Il allait traverser une rue calme quand son regard fut attiré par un kiosque sur lequel on avait placardé un nouvel avis à la population. Il craqua une allumette pour mieux lire. Un communiqué du ministère de la Justice : dans les régions proches du front, on avait institué des cours martiales mobiles pour lutter avec la dernière vigueur contre l’effondrement du moral au combat. Il sursauta et tourna la tête en entendant approcher brusquement un individu relativement âgé portant des vêtements de travail en coutil et qui se mit à lire le communiqué par-dessus son épaule. Il se brûla les doigts à la flamme de l’allumette, poussa un petit cri.

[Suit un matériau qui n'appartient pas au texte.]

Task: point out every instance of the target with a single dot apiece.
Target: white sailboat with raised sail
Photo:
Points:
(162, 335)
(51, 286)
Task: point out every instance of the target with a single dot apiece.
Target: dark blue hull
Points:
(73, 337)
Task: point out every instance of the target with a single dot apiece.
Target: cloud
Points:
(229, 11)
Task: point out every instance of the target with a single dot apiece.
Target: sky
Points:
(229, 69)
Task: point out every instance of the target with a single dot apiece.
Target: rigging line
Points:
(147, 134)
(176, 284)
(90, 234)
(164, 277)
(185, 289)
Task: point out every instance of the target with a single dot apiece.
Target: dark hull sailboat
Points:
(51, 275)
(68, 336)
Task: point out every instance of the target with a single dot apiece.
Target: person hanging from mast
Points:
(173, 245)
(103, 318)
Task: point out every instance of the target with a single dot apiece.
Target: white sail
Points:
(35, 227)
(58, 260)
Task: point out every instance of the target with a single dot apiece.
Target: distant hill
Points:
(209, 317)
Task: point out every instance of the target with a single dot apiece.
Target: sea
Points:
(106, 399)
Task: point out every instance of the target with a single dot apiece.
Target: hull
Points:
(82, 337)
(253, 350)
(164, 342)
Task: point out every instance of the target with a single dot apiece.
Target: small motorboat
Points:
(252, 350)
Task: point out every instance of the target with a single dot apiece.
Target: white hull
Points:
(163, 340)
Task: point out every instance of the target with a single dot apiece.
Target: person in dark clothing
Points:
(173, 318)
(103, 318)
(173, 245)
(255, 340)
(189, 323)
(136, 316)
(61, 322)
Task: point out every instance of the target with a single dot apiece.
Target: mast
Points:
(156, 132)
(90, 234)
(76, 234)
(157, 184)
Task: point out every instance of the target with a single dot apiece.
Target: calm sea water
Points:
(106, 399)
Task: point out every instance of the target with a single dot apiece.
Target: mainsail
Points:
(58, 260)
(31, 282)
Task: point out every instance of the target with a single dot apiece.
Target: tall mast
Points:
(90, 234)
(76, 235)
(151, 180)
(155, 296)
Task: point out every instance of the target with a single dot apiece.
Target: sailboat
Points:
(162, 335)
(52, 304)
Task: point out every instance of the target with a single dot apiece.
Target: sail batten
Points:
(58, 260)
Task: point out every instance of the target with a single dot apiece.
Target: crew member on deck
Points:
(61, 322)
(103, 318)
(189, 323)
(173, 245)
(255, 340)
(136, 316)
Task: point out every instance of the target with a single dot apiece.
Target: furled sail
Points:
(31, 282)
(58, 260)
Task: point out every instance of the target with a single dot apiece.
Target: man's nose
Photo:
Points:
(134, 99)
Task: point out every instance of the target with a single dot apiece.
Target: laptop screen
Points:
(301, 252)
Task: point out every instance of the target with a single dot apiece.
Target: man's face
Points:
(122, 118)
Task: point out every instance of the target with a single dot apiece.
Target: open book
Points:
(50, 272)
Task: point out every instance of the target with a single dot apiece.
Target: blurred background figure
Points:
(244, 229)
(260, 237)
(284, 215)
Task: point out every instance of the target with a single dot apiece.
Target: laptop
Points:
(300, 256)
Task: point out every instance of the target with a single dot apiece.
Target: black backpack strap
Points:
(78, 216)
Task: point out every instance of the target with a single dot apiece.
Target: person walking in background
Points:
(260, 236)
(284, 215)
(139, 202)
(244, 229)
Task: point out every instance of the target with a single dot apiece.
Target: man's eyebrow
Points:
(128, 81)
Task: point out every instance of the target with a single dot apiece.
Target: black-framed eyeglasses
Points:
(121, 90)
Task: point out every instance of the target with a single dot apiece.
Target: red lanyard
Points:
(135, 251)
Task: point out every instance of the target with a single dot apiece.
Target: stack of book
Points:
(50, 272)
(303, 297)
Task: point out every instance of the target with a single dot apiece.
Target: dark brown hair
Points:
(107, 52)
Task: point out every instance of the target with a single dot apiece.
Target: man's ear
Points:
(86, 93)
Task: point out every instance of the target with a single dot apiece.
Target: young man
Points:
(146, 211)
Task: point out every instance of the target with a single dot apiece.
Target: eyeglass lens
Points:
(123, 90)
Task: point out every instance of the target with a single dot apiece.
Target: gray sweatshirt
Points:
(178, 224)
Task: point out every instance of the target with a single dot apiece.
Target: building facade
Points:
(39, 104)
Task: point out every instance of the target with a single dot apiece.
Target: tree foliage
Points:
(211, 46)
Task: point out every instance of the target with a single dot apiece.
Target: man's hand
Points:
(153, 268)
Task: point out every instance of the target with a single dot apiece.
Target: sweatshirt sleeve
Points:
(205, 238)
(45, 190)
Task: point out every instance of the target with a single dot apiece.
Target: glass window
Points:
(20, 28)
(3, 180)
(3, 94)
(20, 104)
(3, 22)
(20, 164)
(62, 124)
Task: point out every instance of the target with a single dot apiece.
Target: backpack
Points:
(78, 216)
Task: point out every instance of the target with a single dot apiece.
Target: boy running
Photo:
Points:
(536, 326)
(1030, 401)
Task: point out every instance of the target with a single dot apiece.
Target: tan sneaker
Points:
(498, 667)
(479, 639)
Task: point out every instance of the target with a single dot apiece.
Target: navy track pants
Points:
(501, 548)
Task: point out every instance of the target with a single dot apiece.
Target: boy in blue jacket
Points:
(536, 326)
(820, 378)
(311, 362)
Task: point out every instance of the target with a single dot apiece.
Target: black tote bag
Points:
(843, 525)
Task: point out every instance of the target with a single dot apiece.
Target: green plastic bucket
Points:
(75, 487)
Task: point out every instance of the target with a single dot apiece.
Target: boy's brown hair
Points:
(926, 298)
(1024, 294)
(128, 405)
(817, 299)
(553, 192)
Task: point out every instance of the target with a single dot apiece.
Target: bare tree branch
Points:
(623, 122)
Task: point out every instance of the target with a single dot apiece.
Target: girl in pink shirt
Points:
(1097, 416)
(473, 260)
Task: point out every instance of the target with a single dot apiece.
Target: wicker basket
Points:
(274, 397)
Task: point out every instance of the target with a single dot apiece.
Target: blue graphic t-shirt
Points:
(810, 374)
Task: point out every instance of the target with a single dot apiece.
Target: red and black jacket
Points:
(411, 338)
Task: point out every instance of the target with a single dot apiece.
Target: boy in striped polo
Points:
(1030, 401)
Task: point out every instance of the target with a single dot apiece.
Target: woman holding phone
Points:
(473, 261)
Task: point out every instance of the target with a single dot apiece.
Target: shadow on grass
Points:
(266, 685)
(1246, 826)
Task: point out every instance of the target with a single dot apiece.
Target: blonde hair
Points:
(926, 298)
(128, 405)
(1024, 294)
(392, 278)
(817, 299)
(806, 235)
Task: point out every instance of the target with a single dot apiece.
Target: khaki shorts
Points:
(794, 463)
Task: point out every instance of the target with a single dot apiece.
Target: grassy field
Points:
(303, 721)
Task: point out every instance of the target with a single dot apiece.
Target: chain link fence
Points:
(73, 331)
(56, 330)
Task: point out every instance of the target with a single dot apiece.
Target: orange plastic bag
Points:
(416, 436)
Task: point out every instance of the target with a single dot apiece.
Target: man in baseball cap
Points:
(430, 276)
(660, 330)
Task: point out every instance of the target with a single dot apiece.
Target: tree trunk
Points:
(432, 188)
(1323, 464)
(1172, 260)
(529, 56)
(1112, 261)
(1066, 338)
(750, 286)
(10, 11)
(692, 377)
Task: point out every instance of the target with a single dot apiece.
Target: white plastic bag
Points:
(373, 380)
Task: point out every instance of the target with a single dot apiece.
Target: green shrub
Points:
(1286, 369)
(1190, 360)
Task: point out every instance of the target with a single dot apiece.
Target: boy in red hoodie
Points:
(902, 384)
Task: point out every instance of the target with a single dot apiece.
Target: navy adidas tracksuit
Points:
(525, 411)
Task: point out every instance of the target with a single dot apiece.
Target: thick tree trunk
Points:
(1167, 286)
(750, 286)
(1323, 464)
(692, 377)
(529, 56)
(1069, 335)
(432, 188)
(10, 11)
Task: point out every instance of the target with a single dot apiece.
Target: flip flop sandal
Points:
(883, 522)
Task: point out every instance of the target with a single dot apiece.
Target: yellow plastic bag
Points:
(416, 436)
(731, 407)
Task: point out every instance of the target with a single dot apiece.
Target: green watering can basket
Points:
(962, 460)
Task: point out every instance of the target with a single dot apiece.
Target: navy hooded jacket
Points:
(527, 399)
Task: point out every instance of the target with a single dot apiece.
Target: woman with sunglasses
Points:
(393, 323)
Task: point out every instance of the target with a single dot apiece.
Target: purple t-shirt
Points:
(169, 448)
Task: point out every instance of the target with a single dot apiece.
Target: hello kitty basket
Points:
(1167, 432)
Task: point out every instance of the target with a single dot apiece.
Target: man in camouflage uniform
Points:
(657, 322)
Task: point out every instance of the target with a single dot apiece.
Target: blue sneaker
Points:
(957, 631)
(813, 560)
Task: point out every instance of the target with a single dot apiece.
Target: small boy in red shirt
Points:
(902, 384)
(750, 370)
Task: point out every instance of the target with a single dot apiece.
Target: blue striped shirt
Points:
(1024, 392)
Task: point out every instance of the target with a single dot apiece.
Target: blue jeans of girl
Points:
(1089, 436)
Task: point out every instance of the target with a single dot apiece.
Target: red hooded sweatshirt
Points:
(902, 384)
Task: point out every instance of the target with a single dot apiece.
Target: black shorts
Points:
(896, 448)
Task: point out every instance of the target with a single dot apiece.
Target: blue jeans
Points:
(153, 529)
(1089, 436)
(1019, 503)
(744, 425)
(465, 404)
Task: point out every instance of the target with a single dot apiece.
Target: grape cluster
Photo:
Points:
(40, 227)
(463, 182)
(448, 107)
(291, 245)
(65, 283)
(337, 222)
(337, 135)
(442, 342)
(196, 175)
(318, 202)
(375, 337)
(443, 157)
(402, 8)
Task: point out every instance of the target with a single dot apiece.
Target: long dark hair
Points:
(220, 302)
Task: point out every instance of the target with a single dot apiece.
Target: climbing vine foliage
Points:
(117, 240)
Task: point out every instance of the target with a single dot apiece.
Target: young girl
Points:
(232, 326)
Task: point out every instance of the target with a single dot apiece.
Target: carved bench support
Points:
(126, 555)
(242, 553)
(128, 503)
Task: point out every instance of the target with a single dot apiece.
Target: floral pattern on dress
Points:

— ’Scusez, fit l’inconnu d’une voix grave. Je ne voulais pas vous faire peur. Je voulais simplement voir ce que ces frangins avaient encore inventé de nouveau.
Il se plaça à côté de lui, battit un briquet qu’il approcha de l’affiche et de sa main gantée suivit les lignes imprimées.
— Quiconque, épela-t-il à haute voix, tentera d’échapper à ses devoirs envers la communauté, et plus particulièrement par lâcheté ou intérêt personnel, devra immédiatement rendre compte de ses actes et sera jugé avec la plus extrême sévérité afin que la défaillance d’un individu ne porte pas préjudice à l’ensemble du Reich.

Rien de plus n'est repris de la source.